For years, I have had a cartoon over my desk. It is of a preacher who finds a very worn and tattered Bible in a pew after a morning worship service. It is underlined, highlighted, dog-eared with frayed edges and weakened binder, but no name written inside. As dear saints are walking out, he hands the Bible to Eula, who wonders how he knew it was hers. In the last frame the preacher is smiling, thinking to himself, “A Bible that’s falling apart often belongs to someone who isn’t.”
Training Hearts and Teaching Minds Questions:
1.            Jesus promised that He would send the Holy Spirit, who would convince people that they were sinners in need of salvation. The Holy Spirit converts, changes, or redirects lives in faith and focus. The Word is his tool to bring non-Christians to faith in Christ, and to cause Christians to grow in holiness. How does the Apostle Paul describe that tool in II Tim. 3:14-15?
2.            Besides the written Word, what else does God use to communicate our salvation? (See I Cor. 1:21).
3.            Once we have come to saving faith through the ministry of the Word, we still need to examine ourselves daily, even moment by moment, to see if we are living a life pleasing to God, separating ourselves from sin and ungodly behaviors. How is the Word used to that end? See Heb. 4:12 and Acts 20:32.
4.            The goal in our Christian life is to see greater conformity to Christ in thought, speech, and action. What four aspects of the Word are needed and used to make us complete and equipped to serve our God in Christ? See II Tim. 3:16-17.
Harmony of the Standards: WSC Q89, WLC Q155 and Q156
WSC Q89. How is the Word made effectual to salvation?

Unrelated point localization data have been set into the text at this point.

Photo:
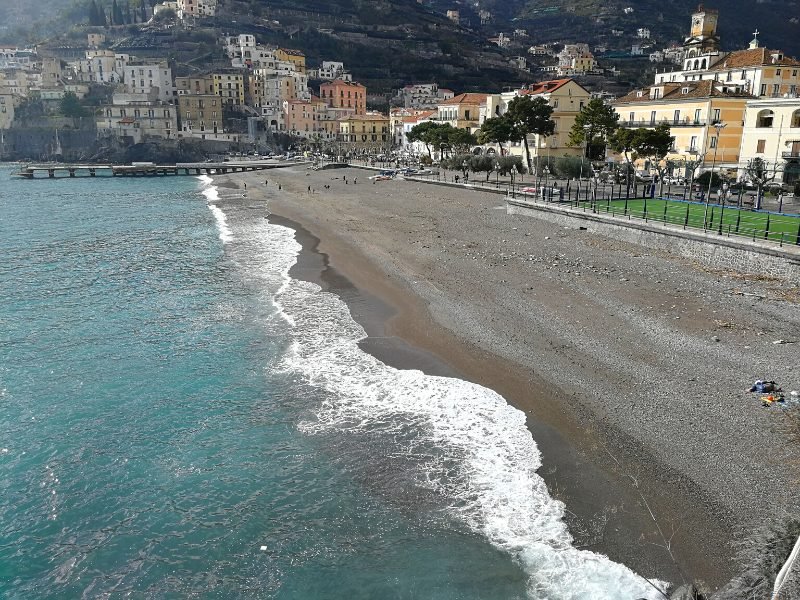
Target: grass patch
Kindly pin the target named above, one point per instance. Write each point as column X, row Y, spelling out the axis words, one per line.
column 743, row 223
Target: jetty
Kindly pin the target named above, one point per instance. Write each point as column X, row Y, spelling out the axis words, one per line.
column 54, row 171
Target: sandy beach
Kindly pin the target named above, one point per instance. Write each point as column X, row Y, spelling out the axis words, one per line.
column 630, row 364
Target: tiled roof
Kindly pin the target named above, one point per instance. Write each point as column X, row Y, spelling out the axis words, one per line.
column 468, row 98
column 675, row 91
column 753, row 57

A.  The Spirit of God maketh the reading, but especially the preaching of the Word, an effectual means of convincing and converting sinners, and of building them up in holiness and comfort, through faith, unto salvation[a].
[a]   Neh. 8:8-9; Acts 20:32; Rom. 10:14-17; IITim. 3:15- 17
WLC Q155. How is the Word made effectual to salvation?
A.  The Spirit of God maketh the reading, but especially the preaching of the Word, an effectual means of enlightening[a], convincing, and humbling sinners[b]; of driving them out of themselves, and drawing them unto Christ[c]; of conforming them to his image[d], and subduing them to his will[e]; of strengthening them against temptations and corruptions[f]; of building them up in grace[g], and establishing their hearts in holiness and comfort through faith unto salvation[h].
[a]    Neh. 8:8; Acts 26:18; Ps. 19:8
[b]    1Cor. 14:24-25; 2Chro. 34;18, 19, 26-28
[c]    Acts 2:37, 41; 8:27-38
[d]    2Cor. 3:18
[e]    2Cor. 10:4-6; Rom. 6:17
[f]     Mat. 4:4, 7, 10; Eph. 6:16-17; Ps. 19:11; 1Cor. 10:11
[g]    Acts 20:32; 2Tim. 3:15-17
[h]    Rom. 16:25; 1Thes. 3:2, 10-11, 13; Rom. 15:4; 10:13-17; 1:16
WLC Q156. Is the Word of God to be read by all?
A.  Although all are not to be permitted to read the Word publicly to the congregation[a], yet all sorts of people are bound to read it apart by themselves[b], and with their families[c]: to which end, the holy scriptures are to be translated out of the original into vulgar languages[d].
       [a]    Deut. 31:9, 11-13; Neh. 8:2-3; 9:3-5
        [b]    Deut. 17:19; Rev. 1:8; John 5:39; Isa. 34:16
        [c]    Deut. 6:6-9; Gen. 18:17, 19; Ps. 78:5-7
        [d]    1Cor. 14:6, 9, 11-12, 15-16, 24, 27-28
Question(s) for further study:
Though exactly same in the asking, how do the answers to WSC Q 89 and WLC 155 differ?  What additional element(s) may be evident in the more expanded answer of the Larger Catechism? 

What underlying point or particular issue might our father’s have wanted to stress in WLC Q156?